Apothekenstreik
Auch in Baden-Baden streiken heute die Apotheken – Apothekerin Sandra Hoff nennt fünf Gründe – Demo am Leopoldsplatz

Baden-Baden, 14.06.2023, 10:50 Uhr, Bericht: Redaktion Heute Morgen begann auch in Baden-Baden der erste Apothekenstreik in der jüngeren Geschichte. Auch die Baden-Badener Löwen-Apotheke ist heute geschlossen. Nur der Notdienst ist erreichbar.
Die Bundesvereinigung Deutscher Apothekerverbände e.V. hat für heute zu dem bundesweiten Apothekenstreik aufgerufen: «Angesichts eines zehnjährigen Stillstands beim Apothekenhonorar, einer sich zuspitzenden Lieferengpass-Krise, eines massiven Personalmangels in den Apotheken und einer nicht mehr hinnehmbaren bürokratischen Last wehrt sich der Berufsstand der Apothekerinnen und Apotheker gegen die schon seit Jahren anhaltende Ignoranz der Politik.»

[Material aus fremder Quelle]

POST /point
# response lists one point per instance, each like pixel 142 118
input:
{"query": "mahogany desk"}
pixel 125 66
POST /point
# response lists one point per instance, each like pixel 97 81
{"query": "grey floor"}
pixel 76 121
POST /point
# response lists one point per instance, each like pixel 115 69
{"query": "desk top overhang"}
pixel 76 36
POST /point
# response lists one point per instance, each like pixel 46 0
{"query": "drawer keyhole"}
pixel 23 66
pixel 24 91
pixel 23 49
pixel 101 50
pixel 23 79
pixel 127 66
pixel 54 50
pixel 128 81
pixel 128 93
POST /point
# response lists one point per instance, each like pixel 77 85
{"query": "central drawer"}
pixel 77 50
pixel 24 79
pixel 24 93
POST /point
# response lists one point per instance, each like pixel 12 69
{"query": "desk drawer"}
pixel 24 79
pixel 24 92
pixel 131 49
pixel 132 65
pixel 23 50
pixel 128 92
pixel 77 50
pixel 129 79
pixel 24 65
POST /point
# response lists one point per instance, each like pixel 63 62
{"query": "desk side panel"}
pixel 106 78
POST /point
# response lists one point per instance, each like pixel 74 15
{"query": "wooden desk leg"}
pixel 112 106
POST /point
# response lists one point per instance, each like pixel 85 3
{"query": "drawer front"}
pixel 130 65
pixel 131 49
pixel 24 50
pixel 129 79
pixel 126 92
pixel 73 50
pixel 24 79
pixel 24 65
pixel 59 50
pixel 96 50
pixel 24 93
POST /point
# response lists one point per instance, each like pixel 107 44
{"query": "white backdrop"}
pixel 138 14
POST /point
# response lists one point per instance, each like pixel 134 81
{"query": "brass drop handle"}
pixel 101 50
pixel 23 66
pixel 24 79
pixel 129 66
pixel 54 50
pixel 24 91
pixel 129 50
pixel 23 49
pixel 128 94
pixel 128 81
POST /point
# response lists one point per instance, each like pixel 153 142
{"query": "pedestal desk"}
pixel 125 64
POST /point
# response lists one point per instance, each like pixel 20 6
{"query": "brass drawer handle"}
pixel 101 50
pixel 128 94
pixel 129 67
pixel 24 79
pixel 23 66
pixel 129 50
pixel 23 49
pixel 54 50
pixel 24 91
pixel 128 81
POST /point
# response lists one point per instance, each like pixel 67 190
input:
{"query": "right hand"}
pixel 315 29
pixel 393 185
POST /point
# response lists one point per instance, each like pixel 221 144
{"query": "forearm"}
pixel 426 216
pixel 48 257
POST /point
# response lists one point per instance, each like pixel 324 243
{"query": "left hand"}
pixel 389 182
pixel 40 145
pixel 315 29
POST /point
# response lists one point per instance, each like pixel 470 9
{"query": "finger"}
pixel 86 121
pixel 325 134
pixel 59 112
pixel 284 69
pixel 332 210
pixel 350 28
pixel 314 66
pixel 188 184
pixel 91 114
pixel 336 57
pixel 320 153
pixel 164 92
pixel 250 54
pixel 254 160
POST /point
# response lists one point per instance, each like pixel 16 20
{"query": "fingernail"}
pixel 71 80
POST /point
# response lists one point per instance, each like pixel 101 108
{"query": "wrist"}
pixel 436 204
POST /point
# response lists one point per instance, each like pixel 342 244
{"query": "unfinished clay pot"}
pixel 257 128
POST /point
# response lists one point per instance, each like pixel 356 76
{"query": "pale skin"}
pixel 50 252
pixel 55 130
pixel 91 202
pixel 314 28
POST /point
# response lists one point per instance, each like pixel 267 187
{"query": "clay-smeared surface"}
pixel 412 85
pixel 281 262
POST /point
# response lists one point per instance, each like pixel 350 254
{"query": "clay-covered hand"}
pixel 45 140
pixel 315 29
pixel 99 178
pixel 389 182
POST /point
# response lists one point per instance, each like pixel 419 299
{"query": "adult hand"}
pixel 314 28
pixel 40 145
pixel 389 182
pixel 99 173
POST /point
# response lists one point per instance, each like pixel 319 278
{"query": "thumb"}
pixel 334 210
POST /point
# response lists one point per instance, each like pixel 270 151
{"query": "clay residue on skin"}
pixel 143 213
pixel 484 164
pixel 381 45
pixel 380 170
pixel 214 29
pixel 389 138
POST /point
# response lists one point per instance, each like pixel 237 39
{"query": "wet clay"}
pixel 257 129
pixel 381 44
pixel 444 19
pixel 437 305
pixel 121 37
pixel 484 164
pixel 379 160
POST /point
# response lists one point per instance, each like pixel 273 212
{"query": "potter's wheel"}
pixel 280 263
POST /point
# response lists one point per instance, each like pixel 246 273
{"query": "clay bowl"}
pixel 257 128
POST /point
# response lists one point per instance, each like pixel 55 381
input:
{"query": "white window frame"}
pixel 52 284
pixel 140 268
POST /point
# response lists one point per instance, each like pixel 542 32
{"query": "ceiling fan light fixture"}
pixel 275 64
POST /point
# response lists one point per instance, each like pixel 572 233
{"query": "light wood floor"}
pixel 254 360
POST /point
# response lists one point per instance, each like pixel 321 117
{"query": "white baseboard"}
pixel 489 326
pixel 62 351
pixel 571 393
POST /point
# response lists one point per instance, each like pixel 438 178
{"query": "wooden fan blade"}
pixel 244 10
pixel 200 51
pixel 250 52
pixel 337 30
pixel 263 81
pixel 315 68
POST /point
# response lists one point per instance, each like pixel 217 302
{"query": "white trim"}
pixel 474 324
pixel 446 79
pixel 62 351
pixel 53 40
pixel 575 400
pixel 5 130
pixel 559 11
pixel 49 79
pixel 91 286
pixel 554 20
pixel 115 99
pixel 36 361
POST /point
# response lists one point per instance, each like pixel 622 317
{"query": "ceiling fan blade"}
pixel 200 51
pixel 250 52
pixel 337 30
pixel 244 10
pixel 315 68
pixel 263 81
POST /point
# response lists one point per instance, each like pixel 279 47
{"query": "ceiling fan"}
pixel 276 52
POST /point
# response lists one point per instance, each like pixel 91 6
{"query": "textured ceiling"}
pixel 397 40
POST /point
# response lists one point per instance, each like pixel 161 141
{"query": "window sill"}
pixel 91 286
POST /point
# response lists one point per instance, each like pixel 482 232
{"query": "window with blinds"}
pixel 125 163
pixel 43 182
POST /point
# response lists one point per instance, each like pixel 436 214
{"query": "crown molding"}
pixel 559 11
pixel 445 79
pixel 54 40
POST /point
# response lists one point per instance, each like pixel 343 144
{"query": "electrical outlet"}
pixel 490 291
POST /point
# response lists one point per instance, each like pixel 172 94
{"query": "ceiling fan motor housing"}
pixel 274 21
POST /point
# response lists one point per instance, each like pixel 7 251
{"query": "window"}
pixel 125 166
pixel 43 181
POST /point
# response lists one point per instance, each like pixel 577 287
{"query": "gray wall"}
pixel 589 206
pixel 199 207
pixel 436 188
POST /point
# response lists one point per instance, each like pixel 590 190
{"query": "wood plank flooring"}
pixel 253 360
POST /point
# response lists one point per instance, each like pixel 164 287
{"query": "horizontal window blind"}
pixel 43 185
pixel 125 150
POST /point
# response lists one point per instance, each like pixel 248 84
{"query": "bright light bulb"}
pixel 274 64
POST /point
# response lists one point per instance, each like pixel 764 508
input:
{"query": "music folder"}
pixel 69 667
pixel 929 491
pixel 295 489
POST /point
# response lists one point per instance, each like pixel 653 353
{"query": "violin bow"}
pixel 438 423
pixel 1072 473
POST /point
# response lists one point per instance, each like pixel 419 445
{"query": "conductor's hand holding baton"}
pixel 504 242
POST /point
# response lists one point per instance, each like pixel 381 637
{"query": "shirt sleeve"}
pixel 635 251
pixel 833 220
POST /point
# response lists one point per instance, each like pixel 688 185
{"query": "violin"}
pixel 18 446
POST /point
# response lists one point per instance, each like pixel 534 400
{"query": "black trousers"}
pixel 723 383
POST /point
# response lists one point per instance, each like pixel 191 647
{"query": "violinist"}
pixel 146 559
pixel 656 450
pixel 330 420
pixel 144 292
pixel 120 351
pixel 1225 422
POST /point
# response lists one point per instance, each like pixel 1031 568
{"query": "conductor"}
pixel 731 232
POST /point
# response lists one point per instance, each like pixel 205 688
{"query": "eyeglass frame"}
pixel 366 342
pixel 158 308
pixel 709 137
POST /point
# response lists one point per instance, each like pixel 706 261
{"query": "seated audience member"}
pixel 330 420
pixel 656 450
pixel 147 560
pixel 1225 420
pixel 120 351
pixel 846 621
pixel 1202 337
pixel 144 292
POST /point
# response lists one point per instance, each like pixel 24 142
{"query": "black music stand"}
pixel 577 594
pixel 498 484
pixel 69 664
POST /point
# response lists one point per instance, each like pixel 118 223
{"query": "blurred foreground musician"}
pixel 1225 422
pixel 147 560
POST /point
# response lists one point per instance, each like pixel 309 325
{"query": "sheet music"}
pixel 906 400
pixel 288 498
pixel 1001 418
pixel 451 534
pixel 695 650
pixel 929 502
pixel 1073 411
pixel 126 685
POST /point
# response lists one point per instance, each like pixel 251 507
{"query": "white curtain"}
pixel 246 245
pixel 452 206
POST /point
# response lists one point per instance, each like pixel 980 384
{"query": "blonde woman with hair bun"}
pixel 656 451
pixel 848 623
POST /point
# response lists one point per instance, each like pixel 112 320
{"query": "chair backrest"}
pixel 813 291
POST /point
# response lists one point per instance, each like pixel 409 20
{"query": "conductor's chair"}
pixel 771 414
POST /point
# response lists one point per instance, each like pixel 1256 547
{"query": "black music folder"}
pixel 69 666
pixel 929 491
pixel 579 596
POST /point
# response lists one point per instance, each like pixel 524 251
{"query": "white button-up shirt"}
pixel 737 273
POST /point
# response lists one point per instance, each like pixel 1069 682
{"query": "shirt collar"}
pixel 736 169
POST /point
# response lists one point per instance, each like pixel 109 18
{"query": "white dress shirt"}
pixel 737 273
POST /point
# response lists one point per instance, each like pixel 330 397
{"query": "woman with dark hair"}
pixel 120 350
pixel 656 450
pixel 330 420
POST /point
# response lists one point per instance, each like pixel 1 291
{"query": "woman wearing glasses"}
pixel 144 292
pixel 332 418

Gegenüber goodnews4.de erläutert Sandra Hoff, Apothekerin und Betreiberin der Löwen-Apotheke in Baden-Baden, die Gründe für den Streik und zählt sechs Punkte auf: «1. Lieferengpässe. Die Lieferengpässe machen uns Mehrarbeit und den Patienten Frust, weil ihre Medikamente nicht erhältlich sind. Vor der Pandemie hat es die aus unserer Sicht auch schon gegeben, aber die Patienten spüren es erst jetzt. Gründe gibt es viele: Auslagerung nach Asien, Kostendruck der KK... Profitgier der Pharmahersteller. 2. Das Diktat der Krankenkasse. Es gibt in Deutschland über 95 Krankenkassen und somit 95 Verwaltungen. Warum reicht nicht eine? Zumal das Gesetz vorschreibt, dass alle Krankenkassen im Prinzip das gleiche anbieten müssen. Das steckt viel Geld drin. Außerdem gibt es Verträge (Rückvergütungen) zwischen den Krankenkassen und Herstellern, sogenannte Herstellerrabatte. Wir haben die Pflicht, Patienten dann mit Präparaten zu versorgen, die uns die Krankenkasse vorschreibt und die gegebenenfalls nicht lieferbar sind oder der Patient nicht verträgt. Wenn wir das austauschen im Sinne des Patienten, kommt es gegebenenfalls zur Nullretaxation. Das heißt, wir bekommen bis auf die z. B. 5 Euro kein Geld von der Krankenkasse von dem Rezept.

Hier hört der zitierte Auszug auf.